The coding system of DNA – or deoxyribonucleic acid – is built on four nitrogen bases, identified by the letters A (adenine), C (cytosine), G (guanine) and T (thymine). The trick was to write a DNA sequence where the same letters were never repeated. One way of decreasing the risk of errors was to write only short strings of DNA.

‘We figured, let’s break up the code into lots of overlapping fragments going in both directions, with indexing information showing where each fragment belongs in the overall code, and make a coding scheme that doesn’t allow repeats. That way, you would have to have the same error on four different fragments for it to fail – and that would be very rare,’ Birney said.

2. Once they had their DNA sequence design in place, they used it to encode an MP3 clip of Martin Luther King’s famous ‘I have a dream’ speech, a photo of the EMBL-EBI lab, an image of the famous DNA double helix structure as identified by James Watson and Francis Crick in 1953, and a text file of all 154 of Shakespeare’s sonnets.

The encoded computer files were flown to Dr Emily Leproust of Agilent Technologies in California. ‘We downloaded the files from the web and used them to synthesise hundreds of thousands of pieces of DNA. The result looks like a tiny speck of dust,’ Leproust said.

During the synthesis process, Agilent manufactured DNA that matched the DNA sequence sent to them by the EBI. Using technology that is a bit like an inkjet printer, they fired the encoded DNA in the form of miniscule droplets onto a microscope’s glass slide.
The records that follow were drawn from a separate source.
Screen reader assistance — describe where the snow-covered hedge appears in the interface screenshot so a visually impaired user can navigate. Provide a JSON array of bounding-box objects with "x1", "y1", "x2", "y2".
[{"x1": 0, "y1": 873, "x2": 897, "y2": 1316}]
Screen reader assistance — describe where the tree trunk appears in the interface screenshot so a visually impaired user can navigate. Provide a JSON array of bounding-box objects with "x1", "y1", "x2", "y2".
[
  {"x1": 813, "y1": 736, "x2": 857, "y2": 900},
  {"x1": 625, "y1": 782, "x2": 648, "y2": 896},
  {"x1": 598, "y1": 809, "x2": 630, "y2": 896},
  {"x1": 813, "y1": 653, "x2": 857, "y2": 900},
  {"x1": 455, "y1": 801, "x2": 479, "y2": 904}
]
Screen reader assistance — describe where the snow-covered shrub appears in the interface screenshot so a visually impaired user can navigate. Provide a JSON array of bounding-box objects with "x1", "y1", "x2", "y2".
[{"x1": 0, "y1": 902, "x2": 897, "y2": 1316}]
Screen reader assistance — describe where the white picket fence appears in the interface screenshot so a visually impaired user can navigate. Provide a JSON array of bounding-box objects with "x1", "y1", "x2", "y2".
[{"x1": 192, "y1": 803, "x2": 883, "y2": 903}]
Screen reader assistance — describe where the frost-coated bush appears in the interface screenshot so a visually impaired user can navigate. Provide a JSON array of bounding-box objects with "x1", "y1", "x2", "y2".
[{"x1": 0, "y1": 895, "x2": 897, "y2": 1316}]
The fluid was then freeze dried and the resulting speck of dust containing 739 kilobytes of data was flown back to Cambridge.

3. Reconstituted in water, the substance was shipped on to the EMBL’s Heidelberg office in Germany, where it was read back by sequencing machinery and the digital information reconstructed with 100 percent accuracy, the researchers said.

The EBI exists in large part thanks to funds received from the EMBL’s 20 member states, but Goldman sees EU funding as playing a vital indirect role in expanding its work. ‘In this research project, for example, we really benefited from being able to call on team members whose skills had been honed on schemes funded by the EU and who could assist in data analysis and data modelling. Sometimes, of course, the EBI gains essential hardware through funding, but here it was the EU’s “investment in people” that counted for us.’

More of a long-term thing

So, do the results of their research mean the end of the hard disk? Not quite yet. At the moment, the team sees its main application as storing information that needs to be archived for a long period of time and accessed on an infrequent basis.

‘From a cost point of view, DNA data storage really comes in to its own over the long term,’ says Goldman. ‘The one-off cost for DNA sequencing is still very high. But once that expenditure has been made, it becomes a very cheap way of archiving information. With DNA, maintenance costs are minimal as the cost of endlessly retransferring information from one outdated medium to another – such as video tape to CD – can be dispensed with. It costs virtually nothing to store and, unlike video tape which degrades rapidly with time, lasts thousands of years.’

People will start using DNA to store data within the next 50 years, Goldman believes, as the cost of DNA sequencing goes down.

‘Right now, I could see it as providing an excellent way of storing data that is now held on magnetic tapes – it’s not impossible to imagine that those vast dusty archives of tapes, whose corridors are currently patrolled by data retrieval robots, could be done away with once and for all with our method.’